В тот же день меня и Зайцева отвезли в Елец, но отряда своего мы там уже не застали.

«30 сентября особый Московский выехал из Ельца в Тулу», — гласит один из архивных документов. Здесь же мы находим и другой текст донесения начальника авиагруппы:

«Московский отряд работал хорошо, но понес большие потери. Герасимов и Братолюбов с Мининым и Гореловым не вернулись с разведки. Тов. Кудрин расстрелян вблизи Ельца. С ним же расстреляны 5 мотористов [83] 1-го отряда и военные летчики Сатунин и Гуртынь. Московский отряд направлен в Москву...»

В Туле на одном из путей забитого составами железнодорожного узла я нашел свой эшелон.

В тот же день по прямому проводу начальник группы передал Авиадарму:

«Военный летчик Кудрин Московского отряда с фуражиром Зайцевым вернулись живыми, но здорово избитые».

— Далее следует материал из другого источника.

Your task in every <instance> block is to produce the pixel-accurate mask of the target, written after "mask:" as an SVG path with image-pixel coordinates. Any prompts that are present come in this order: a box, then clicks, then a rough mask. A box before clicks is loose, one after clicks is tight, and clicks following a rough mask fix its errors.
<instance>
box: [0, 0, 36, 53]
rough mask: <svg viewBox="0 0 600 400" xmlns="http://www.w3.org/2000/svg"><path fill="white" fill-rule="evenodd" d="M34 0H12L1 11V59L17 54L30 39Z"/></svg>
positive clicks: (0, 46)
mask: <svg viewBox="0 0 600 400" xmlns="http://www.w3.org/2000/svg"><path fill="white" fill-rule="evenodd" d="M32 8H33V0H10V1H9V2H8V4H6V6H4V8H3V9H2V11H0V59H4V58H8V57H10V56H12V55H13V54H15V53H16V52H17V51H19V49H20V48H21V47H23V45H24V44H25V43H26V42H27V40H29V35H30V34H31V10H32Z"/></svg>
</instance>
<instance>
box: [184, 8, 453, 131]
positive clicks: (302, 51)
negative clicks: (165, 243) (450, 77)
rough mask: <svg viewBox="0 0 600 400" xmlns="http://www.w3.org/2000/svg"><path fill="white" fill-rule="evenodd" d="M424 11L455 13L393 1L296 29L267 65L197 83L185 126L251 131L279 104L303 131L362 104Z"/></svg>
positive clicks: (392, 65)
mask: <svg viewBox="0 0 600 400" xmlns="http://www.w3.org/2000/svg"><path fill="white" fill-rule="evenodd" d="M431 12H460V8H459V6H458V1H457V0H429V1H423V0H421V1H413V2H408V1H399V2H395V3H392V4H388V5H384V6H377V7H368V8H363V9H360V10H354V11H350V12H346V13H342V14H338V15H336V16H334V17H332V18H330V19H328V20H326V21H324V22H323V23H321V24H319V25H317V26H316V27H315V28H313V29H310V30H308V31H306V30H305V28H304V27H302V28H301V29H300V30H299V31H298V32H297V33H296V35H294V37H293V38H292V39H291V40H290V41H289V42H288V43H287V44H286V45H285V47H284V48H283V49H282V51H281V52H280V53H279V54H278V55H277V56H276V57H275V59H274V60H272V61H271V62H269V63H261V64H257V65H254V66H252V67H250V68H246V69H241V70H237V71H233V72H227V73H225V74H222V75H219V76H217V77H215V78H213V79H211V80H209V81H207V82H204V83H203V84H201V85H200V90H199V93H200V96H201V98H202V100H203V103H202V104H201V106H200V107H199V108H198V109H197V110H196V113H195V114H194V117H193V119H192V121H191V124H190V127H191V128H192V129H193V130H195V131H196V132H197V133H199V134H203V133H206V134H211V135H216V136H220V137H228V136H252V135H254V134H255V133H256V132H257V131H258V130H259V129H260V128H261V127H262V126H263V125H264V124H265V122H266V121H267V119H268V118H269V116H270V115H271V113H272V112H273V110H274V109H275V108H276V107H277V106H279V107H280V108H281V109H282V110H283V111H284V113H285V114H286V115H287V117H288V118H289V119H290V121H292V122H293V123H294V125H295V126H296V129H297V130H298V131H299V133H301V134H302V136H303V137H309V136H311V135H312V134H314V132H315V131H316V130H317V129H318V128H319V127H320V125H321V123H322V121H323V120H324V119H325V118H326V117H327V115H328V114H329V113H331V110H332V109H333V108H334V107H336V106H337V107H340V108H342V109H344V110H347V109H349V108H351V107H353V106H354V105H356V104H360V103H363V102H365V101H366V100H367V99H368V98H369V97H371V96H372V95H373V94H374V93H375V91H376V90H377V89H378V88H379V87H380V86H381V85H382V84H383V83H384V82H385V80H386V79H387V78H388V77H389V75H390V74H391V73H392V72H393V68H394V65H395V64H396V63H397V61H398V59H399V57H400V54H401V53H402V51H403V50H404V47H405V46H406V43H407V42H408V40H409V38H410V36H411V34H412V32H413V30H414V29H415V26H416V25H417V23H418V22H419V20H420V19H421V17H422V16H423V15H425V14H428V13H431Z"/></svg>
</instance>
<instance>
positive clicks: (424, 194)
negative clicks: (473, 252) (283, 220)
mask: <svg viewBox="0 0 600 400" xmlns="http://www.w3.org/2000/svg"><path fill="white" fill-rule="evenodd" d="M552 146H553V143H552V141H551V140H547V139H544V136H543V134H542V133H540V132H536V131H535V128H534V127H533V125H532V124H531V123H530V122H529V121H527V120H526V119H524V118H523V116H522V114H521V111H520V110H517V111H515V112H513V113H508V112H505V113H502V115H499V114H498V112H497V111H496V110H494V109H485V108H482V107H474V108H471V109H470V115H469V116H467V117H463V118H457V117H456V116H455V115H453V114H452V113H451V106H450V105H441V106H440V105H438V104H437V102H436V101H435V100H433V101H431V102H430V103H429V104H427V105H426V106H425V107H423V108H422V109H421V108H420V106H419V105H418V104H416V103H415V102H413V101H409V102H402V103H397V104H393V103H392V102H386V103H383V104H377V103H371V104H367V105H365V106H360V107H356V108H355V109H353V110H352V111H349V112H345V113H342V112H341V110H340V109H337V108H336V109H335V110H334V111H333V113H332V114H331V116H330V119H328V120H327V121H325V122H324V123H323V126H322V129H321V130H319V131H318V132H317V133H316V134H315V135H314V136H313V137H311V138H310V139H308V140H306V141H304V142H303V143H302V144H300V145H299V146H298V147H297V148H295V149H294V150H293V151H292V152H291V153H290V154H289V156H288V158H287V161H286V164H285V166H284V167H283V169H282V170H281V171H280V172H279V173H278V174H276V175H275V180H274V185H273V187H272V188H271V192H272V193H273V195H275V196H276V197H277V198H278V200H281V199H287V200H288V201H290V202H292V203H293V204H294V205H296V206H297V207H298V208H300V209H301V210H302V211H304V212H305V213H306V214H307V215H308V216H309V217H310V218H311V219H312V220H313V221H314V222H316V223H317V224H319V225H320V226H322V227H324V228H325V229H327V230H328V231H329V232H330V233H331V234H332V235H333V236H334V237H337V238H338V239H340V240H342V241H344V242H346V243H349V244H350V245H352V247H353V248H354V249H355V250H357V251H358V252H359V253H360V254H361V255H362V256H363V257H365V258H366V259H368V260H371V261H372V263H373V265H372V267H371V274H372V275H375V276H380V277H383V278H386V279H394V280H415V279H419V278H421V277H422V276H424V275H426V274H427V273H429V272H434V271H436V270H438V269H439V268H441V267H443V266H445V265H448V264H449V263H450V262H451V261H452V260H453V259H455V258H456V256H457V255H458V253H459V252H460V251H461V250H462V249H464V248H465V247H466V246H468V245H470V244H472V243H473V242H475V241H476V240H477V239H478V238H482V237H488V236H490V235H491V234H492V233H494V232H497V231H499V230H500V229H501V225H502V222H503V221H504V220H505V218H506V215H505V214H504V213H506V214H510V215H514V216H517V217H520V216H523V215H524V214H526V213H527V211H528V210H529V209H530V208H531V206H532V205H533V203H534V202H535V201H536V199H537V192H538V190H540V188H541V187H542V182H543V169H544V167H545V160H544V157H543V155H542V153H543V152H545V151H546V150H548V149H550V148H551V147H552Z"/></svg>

День 4 октября 1919 года остался в памяти как один из счастливейших в моей жизни. Однако я не знал, что этот день был последним для Братолюбова и Герасимова. После моего возвращения у многих появилась надежда, что так же, как и я, вернутся и они. Но они не вернулись. Они погибли. Гибель их, по словам Минина и Горелова, произошла при следующих обстоятельствах.

Во время бомбежки конницы какая-то шальная пуля достала самолет Братолюбова и перебила одну из клапанных тяг мотора. Эта сорванная и болтавшаяся тяга ударила по капоту и разрезала его; винт разлетелся в мелкие щепки. Однако самолет еще держался в воздухе, и Братолюбов не потерял управления. Все, что он мог сделать в таком положении, это постараться спланировать под наивыгоднейшим углом возможно дальше от войск, которые он только что бомбил. Он так и сделал. А Герасимов, верный данному нами друг другу слову, не дрогнул, не поколебался ни на одно мгновение. Он не оставил своего товарища и командира, не отстал от него ни на шаг и вместе с ним стал снижаться. К этим двум идущим на снижение самолетам со всех сторон на полном карьере неслись казаки. Братолюбов благополучно сел. Почти одновременно с ним, не выбирая посадочной площадки, так как вопрос жизни решался считанными секундами, приземлился Герасимов. Его самолет уже останавливался рядом с самолетом Братолюбова, как в самый последний момент одно из колес наскочило на небольшую рытвину. Это был конец. Колесо подвернулось, сломалось, самолет остановился. Взлететь он уже не мог.

Все четверо были захвачены казаками, заключены в Харьковскую каторжную тюрьму, а 4 октября Братолюбов и Герасимов были расстреляны.

Так погиб один из славных военлетов, замечательный [84] человек, верный делу революции, неустрашимый Ю. А. Братолюбов.

Советской Армии исполнилось сорок лет. Хочется в этой связи вспомнить события и людей периода становления Советской власти, тех, кто претворял идеи Ленина в жизнь и отдал во имя этого жизнь. Мы знаем, что они погибли не напрасно, память о них живет в наших сердцах.